Nach der OP einige Monate nicht mehr als 3-5 kg heben und tragen!
Nach der Op
Welche Medikamente werden verabreicht, um Schmerzen und Übelkeit zu unterdrücken?
Da kümmert sich die Anästesie drum. Man erhält eine "Schmerzmittelpumpe" und kann die notwendige Dosis selbst bestimmen, damit man es aushält.
Tips für Unterkunft für Angehörige möglich?
http://www.ostseeservice.de/cgi-bin/l/r ... ct&id=2173
Telefonische Auskunft für Angehörige
Welche Gymnastik nach der Op?
Wasserbett geeignet für Operierte?
Nachsorge nur in Neustadt oder bei einem ortsansässigen Orthopäden?
In Deinem Fall (Würtemberg) macht das Doc Hoffmann!
Wohin kann man sich in einem Notfall (z.B. nach Sturz) wenden?
An die nächste Notfallaufnahme einer Akut/Unfallklinik!
Wie lange bin ich nach der Op nicht arbeitsfähig?
Jugendliche Operierte sind schon 4 Wochen nach der Op in die Schule gegangen.
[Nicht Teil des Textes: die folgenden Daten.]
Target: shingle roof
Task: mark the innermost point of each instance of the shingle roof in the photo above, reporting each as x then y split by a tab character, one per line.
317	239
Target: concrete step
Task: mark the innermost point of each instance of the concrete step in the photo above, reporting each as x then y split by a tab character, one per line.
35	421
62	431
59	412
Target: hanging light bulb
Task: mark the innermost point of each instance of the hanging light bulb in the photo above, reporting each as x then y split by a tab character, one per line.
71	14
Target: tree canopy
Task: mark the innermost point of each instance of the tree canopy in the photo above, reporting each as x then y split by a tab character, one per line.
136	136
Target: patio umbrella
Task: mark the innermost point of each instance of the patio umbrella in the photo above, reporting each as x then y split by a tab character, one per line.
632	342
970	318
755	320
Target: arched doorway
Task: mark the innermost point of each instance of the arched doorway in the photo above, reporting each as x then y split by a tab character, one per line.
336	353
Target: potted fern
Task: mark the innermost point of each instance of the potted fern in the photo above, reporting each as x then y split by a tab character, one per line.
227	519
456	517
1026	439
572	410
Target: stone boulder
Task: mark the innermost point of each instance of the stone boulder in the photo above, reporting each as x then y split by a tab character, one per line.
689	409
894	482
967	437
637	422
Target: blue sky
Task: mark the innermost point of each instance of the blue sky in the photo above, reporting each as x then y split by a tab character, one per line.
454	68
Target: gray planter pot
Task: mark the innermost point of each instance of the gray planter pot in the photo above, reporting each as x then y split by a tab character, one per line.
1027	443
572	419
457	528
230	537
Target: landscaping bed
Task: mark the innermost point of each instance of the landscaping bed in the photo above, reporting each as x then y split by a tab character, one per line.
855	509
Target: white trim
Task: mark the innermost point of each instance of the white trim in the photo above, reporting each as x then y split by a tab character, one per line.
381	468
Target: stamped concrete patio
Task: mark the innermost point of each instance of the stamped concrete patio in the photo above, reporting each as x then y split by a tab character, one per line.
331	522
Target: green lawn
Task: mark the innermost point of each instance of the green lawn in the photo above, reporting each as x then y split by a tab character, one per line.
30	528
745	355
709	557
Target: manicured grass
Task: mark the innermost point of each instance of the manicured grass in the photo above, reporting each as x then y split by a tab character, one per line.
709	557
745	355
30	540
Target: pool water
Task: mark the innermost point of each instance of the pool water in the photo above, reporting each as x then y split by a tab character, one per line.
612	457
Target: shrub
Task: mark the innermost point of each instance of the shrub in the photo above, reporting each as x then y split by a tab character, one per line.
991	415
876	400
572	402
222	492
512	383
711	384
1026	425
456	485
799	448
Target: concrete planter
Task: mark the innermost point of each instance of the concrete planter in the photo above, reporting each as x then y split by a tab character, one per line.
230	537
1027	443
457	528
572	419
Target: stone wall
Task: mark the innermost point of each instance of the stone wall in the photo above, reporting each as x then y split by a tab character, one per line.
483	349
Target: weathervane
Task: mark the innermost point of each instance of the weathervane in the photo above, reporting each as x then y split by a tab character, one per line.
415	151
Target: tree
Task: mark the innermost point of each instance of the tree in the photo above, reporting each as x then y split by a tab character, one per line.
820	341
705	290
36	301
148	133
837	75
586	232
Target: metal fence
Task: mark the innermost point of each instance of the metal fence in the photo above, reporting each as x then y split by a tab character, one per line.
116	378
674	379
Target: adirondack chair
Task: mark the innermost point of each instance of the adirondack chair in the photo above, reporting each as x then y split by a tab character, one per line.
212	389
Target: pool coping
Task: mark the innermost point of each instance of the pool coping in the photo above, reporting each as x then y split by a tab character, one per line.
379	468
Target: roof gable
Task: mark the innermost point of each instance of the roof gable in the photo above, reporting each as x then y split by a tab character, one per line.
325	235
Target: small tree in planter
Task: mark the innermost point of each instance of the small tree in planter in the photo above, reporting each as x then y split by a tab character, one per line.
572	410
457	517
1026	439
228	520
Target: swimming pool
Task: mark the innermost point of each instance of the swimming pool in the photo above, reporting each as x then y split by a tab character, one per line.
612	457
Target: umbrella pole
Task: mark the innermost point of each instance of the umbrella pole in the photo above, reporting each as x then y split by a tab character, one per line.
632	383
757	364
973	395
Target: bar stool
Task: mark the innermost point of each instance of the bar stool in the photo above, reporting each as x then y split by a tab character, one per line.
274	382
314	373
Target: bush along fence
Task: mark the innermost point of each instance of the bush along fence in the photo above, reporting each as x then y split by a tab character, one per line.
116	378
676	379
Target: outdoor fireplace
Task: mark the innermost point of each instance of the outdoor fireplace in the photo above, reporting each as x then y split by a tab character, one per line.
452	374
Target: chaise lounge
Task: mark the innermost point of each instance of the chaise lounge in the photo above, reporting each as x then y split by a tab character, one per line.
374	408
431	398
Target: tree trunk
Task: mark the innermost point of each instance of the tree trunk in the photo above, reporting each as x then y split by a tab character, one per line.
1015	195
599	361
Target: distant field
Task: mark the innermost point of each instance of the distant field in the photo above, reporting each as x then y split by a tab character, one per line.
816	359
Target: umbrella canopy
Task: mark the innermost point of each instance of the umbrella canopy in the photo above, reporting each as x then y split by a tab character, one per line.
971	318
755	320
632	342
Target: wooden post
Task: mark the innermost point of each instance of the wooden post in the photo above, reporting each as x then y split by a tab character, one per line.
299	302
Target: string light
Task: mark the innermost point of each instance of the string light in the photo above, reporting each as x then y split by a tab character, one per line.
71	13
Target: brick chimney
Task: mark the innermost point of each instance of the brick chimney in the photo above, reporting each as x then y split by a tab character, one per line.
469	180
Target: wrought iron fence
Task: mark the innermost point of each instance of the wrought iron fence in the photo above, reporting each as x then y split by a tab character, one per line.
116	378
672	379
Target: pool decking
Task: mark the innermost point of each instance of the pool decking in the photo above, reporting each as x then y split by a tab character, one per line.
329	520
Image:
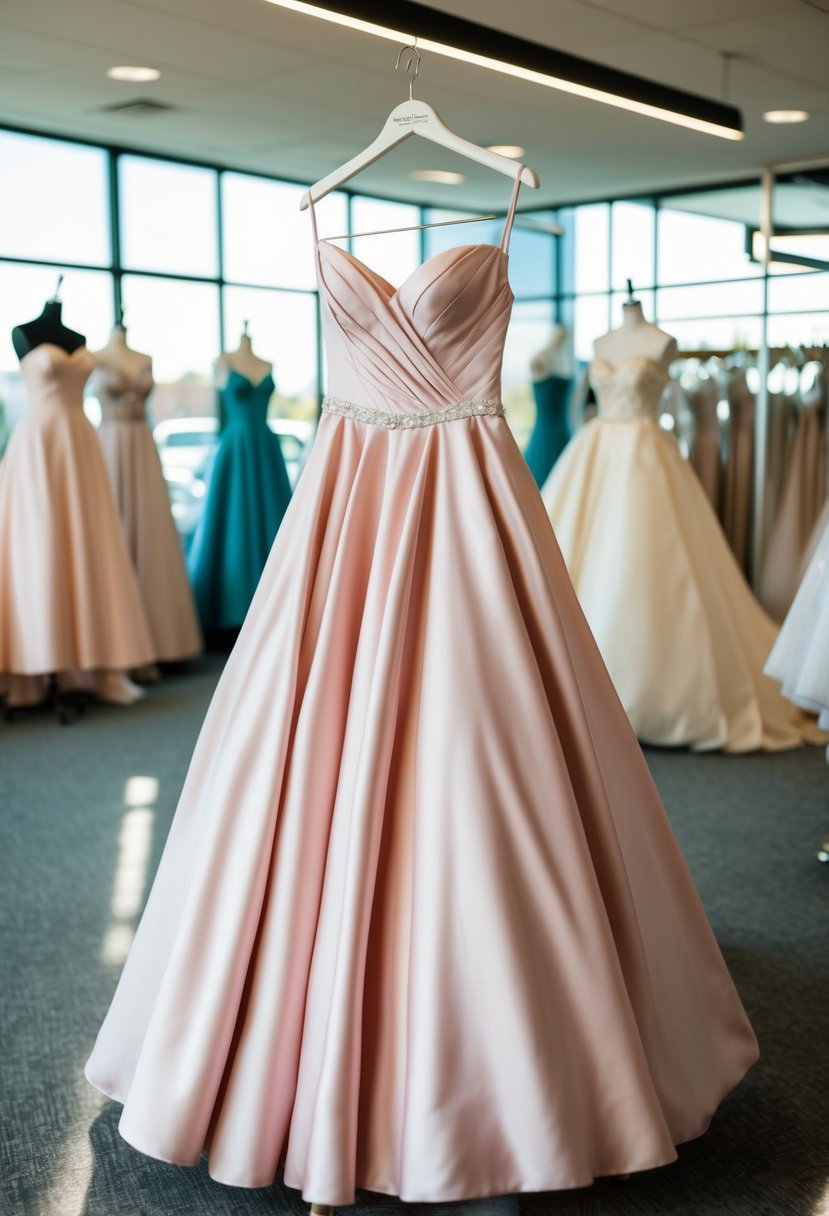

Es gibt Erwachsene die nach 6-8 Wochen wieder fit waren. Aber auch solche die bis zu 6 Monate gebraucht hhaben sich von der Op zu erholen. Auch hier gibt es kEINE GARANTIEN!!!
Kann man nach Einsetzen des Implantates noch an MRT-Untersuchungen teilnehmen?
Ja, da Titan nicht magnetisierbar ist.
Grundsätzlich Kur nach Op? Nach welchem Zeitraum, wo, wie lange?
Das muss individuell entschieden werden.